Diese Perspektive ist dabei selbst nicht eindeutig. Am Mindestlohn wird das besonders sichtbar: Lernende erwarten eine klare Antwort. Gefährdet der Mindestlohn Arbeitsplätze oder nicht? Neoklassische Modelle prognostizieren Beschäftigungsverluste, empirische Studien kommen zu differenzierteren Ergebnissen, postkeynesianische Ansätze betonen Nachfrageeffekte. Spätestens hier verändert sich die Dynamik im Klassenraum: Aus der Suche nach der einen Antwort wird eine Diskussion über Modelle, Annahmen und Begründungen. Bildungswirksamer Wirtschaftsunterricht reduziert komplexe Fragen nie auf einfache Antworten, sondern macht sichtbar, dass ökonomische Urteile immer auf bestimmten theoretischen Perspektiven beruhen. Für Schülerinnen und Schüler entsteht daraus kein beliebiges „Alles ist Ansichtssache“, sondern die Erfahrung, dass wirtschaftliche Zusammenhänge begründet analysiert und unterschiedlich interpretiert werden müssen.
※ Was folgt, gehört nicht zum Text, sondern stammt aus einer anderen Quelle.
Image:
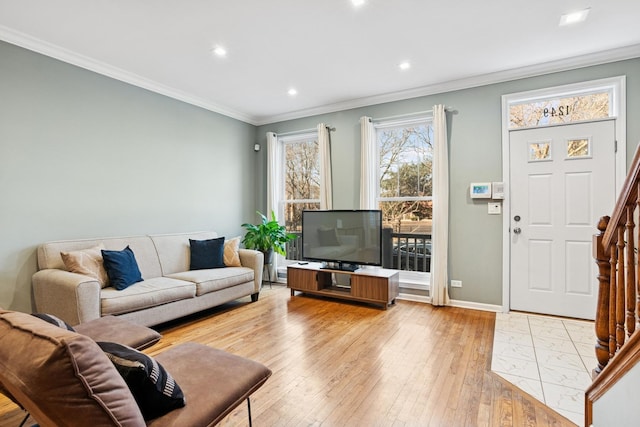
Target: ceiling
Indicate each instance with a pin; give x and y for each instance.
(336, 55)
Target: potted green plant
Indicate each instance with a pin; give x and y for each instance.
(266, 237)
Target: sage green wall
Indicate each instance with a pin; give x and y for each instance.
(475, 154)
(83, 155)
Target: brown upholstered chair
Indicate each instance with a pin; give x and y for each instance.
(63, 378)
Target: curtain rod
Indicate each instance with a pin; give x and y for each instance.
(402, 116)
(303, 131)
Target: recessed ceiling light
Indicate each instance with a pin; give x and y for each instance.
(220, 51)
(574, 17)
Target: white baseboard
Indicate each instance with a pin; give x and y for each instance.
(453, 303)
(476, 305)
(415, 298)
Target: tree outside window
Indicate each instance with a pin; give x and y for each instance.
(301, 180)
(405, 174)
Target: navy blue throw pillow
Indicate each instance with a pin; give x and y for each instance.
(122, 268)
(206, 253)
(155, 390)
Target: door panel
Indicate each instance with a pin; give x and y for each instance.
(562, 182)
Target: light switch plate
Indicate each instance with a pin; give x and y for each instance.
(494, 208)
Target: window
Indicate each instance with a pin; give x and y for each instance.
(405, 190)
(300, 182)
(577, 105)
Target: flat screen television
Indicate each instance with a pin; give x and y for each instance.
(345, 239)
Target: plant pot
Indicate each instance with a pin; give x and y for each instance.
(268, 256)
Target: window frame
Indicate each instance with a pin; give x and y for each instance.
(408, 279)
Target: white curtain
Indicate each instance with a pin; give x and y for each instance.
(368, 162)
(273, 187)
(440, 232)
(273, 171)
(324, 146)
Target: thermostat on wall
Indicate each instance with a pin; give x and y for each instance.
(480, 190)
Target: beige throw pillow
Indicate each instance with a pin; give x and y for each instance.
(231, 256)
(88, 262)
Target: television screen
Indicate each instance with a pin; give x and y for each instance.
(351, 237)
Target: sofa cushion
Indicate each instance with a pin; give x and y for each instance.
(214, 279)
(173, 250)
(144, 248)
(155, 391)
(206, 253)
(52, 371)
(227, 381)
(54, 320)
(145, 294)
(115, 329)
(87, 262)
(231, 254)
(122, 268)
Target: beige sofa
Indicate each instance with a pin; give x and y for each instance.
(169, 289)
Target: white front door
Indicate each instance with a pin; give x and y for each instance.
(562, 181)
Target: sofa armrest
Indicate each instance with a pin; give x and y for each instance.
(74, 298)
(253, 259)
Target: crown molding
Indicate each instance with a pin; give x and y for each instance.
(40, 46)
(587, 60)
(31, 43)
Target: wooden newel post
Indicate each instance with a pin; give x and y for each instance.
(602, 258)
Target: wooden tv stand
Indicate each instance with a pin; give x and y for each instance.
(373, 285)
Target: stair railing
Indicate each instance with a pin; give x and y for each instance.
(615, 252)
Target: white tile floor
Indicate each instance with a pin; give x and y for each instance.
(548, 357)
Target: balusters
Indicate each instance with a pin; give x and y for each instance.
(635, 258)
(631, 274)
(602, 313)
(620, 290)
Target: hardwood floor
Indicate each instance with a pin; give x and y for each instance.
(346, 364)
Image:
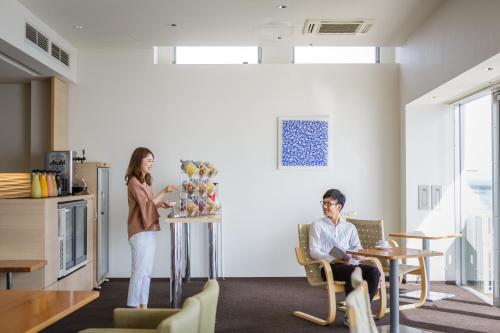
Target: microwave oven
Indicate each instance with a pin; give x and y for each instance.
(72, 225)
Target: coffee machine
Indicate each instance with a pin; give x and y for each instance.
(62, 163)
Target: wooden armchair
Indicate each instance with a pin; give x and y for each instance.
(371, 231)
(313, 275)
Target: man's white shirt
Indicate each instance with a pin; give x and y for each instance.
(324, 235)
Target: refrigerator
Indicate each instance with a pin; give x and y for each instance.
(96, 176)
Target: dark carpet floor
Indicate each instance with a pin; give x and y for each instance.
(266, 305)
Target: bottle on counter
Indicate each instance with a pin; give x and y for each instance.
(54, 183)
(36, 191)
(58, 183)
(50, 188)
(43, 184)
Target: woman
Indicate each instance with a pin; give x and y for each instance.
(143, 223)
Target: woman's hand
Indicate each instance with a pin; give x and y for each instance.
(164, 205)
(169, 188)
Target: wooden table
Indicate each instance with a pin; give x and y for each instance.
(393, 254)
(9, 266)
(425, 237)
(34, 310)
(176, 255)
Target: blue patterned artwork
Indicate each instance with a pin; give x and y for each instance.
(304, 142)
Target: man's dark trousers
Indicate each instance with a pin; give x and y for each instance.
(342, 272)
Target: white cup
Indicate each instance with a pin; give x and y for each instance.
(383, 244)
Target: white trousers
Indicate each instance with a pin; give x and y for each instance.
(143, 245)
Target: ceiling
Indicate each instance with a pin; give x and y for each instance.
(147, 23)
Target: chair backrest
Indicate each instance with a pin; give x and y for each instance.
(369, 232)
(359, 307)
(184, 321)
(313, 272)
(208, 301)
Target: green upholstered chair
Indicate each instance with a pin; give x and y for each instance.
(358, 306)
(313, 275)
(208, 300)
(185, 320)
(196, 316)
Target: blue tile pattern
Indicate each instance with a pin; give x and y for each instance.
(304, 143)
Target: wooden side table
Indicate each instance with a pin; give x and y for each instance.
(176, 255)
(31, 311)
(393, 254)
(10, 266)
(431, 295)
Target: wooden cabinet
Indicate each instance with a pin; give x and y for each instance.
(59, 115)
(29, 230)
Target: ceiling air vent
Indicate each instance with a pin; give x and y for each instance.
(37, 38)
(336, 27)
(59, 54)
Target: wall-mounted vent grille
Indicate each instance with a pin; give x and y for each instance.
(37, 38)
(59, 54)
(336, 27)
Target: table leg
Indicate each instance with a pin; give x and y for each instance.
(394, 295)
(175, 265)
(425, 246)
(9, 280)
(187, 242)
(212, 251)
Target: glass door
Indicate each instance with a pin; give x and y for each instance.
(476, 195)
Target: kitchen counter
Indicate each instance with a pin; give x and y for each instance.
(52, 199)
(29, 230)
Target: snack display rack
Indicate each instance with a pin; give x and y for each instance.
(198, 192)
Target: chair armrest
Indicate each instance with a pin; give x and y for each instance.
(117, 330)
(393, 243)
(140, 318)
(376, 262)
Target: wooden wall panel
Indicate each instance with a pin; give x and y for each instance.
(59, 115)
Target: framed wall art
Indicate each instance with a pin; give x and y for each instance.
(304, 143)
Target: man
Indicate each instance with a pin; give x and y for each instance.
(333, 231)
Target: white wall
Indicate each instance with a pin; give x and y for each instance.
(227, 114)
(15, 127)
(430, 161)
(459, 35)
(13, 43)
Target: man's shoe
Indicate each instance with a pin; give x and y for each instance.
(346, 320)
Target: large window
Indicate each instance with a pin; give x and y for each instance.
(476, 204)
(335, 55)
(216, 55)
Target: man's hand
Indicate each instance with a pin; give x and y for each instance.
(355, 256)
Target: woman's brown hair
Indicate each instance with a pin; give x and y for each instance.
(134, 167)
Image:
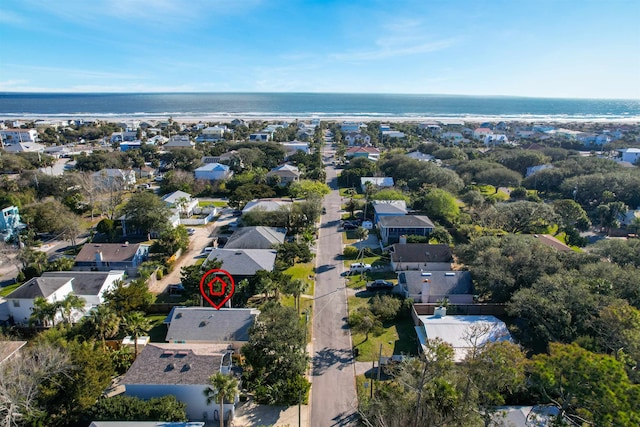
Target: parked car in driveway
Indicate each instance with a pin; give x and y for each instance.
(358, 267)
(379, 285)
In der Unterrichtspraxis bedeutet das freilich nicht, jede Stunde sämtliche wirtschaftswissenschaftlichen Schulen behandeln zu müssen. Entscheidend ist vielmehr, dass Lehrkräfte sich der theoretischen Voraussetzungen ihrer Modelle bewusst sind. Wer ausschließlich das neoklassische Arbeitsmarktmodell einführt, vermittelt schnell den Eindruck, es handle sich um die einzig gültige Erklärung und nicht um eine von mehreren möglichen Perspektiven. Wissenschaftsorientierter Wirtschaftsunterricht muss diese Pluralität sichtbar machen. Der Beutelsbacher Konsens fordert Kontroversität im politischen Bereich; für den Wirtschaftsunterricht gilt dies ebenso auf der Ebene ökonomischer Theorieansätze. Wenn Schülerinnen und Schüler erfahren, dass wirtschaftliche Phänomene je nach Modell unterschiedlich interpretiert werden können, verändert sich ihr Urteil. Es wird nicht beliebiger, sondern reflektierter und argumentativ fundierter.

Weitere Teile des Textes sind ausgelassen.